De 1994 a 1996 a UDR ficou desativada devido a desmobilização da classe, que sentiu-se mais segura após as conquistas na Constituinte e o afastamento dos riscos sobre o direito de propriedade. No final de 1996 a entidade foi reativada em Presidente Prudente-SP, região conhecida também por Pontal do Paranapanema.

Atualmente, a União Democrática Ruralista - Nacional, também foi reativada e tem sua sede em Brasília-DF. (UDR, 2012)

Através desta “Home Page” a UDR divulga informações sobre os principais acontecimentos no campo desapropriações, “invasões”, leilões, exposições, cotações e anuncia seus objetivos em torno da defesa incondicional da propriedade privada;

A União Democrática Ruralista (UDR) é uma entidade sem fins lucrativos, organizada para defender incondicionalmente os direitos e interesses do produtor rural brasileiro, patrocinando sempre que necessário a manutenção do Instituto de propriedade "imóvel rural" como direito privado, de acordo com a Constituição do País.

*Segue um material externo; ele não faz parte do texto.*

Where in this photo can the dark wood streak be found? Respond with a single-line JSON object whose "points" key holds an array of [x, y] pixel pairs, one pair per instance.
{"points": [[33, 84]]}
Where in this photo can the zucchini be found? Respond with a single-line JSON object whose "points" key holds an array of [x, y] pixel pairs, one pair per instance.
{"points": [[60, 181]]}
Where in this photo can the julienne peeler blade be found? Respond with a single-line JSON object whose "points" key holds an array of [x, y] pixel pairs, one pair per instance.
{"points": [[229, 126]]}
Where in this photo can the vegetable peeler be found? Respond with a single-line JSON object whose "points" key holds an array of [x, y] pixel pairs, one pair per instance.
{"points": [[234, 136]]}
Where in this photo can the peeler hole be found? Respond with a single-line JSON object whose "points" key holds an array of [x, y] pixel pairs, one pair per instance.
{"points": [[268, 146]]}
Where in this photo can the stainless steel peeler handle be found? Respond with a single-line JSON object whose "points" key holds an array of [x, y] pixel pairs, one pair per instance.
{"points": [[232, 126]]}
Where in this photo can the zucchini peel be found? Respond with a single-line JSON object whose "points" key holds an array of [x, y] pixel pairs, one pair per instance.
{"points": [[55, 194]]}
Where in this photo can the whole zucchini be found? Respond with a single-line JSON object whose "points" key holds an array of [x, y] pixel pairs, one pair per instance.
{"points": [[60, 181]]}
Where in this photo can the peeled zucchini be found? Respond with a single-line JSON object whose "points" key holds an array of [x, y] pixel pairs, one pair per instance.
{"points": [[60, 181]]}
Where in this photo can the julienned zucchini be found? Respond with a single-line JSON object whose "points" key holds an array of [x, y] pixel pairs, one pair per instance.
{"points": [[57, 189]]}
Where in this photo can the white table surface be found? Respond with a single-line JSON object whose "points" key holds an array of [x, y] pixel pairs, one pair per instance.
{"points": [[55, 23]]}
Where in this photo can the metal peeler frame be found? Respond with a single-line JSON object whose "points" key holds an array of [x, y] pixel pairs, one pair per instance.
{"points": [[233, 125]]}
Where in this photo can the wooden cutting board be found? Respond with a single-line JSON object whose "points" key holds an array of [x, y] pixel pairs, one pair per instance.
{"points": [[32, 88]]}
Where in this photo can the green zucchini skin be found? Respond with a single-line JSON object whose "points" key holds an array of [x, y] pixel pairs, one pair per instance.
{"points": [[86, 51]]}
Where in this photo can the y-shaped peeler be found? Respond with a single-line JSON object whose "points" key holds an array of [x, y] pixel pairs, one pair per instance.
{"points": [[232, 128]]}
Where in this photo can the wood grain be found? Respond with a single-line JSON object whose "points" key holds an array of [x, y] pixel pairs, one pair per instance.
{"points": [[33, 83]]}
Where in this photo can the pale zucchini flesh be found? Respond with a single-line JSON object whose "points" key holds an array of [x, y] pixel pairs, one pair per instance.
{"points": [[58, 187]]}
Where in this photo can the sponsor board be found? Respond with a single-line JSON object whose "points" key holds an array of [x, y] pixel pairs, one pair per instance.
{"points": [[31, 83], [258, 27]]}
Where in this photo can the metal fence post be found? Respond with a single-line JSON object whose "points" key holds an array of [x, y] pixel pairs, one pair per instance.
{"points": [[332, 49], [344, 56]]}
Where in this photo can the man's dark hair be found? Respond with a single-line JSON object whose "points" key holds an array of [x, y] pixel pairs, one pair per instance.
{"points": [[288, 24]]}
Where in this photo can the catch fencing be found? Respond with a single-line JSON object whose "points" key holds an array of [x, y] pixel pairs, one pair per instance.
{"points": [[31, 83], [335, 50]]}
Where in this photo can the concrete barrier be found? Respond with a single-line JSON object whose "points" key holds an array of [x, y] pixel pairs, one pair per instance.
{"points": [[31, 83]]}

A UDR exerce um papel fundamental em promover, por todos os meios Legais, a conscientização em amplitude nacional de que a propriedade privada e a liberdade de produzir são direitos inalienáveis, como também manter fórum permanente de estudos jurídicos voltados para a formulação da política fundiária, inclusive da produção e comércio da agropecuária e do agro-negócio brasileiro, sempre defendendo a manutenção e aperfeiçoamento dos direitos e deveres junto aos Poderes Constituídos. (UDR, 2012 os grifos são nossos) Obviamente que as consequências históricas e embates sobre a UDR são bem mais complexas. No decorrer deste texto serão apontadas e indicadas bibliografias sobre a ação desta entidade.

O contexto atual tem sido de intensa mobilização dos ruralistas, sobretudo dos membros Bancada Ruralista, evidente que as lideranças estão atuando nas duas frentes de representação, tanto no Congresso Nacional quanto nas entidades de classe Confederação Nacional da Agricultura (CNA), Organização das Cooperativas do Brasil (OCB) e União Democrática Ruralista (UDR) 13.

13 Outras produções que encontrei no estudo da CNA e UDR são as referências;

LEAL, Juliana Franco “Guardiões da propriedade : organizações da burguesia agraria e reforma agraria : um estudo sobre a Confederação da Agricultura e Pecuaria no Brasil - CNA (1995-2001)” / Giuliana Franco Leal. Orientador Lourenço, Fernando Antonio, Universidade Estadual de Campinas, Instituto de Filosofia e Ciências Humanas, Programa de Pós-Graduação em Sociologia. Campinas, SP: [s.n.], 2002.

Desse modo, ressalto a importância de identificar nos agentes da bancada ruralista, que ao mesmo tempo são participes dentro das referidas entidades, procurando destacar qual a relação entre estas estruturas de representação dos interesses patronais no Estado e na sociedade civil. E como porta vozes de uma estratégia discursiva destas entidades difundem a ideologia da classe, na mídia e nos debates e disputas travadas no plenário da Câmara dos Deputados e do Senado Federal. Tarefa que este estudo não deu conta de esgotar, embora identifique algumas lideranças protagonistas nestas agências.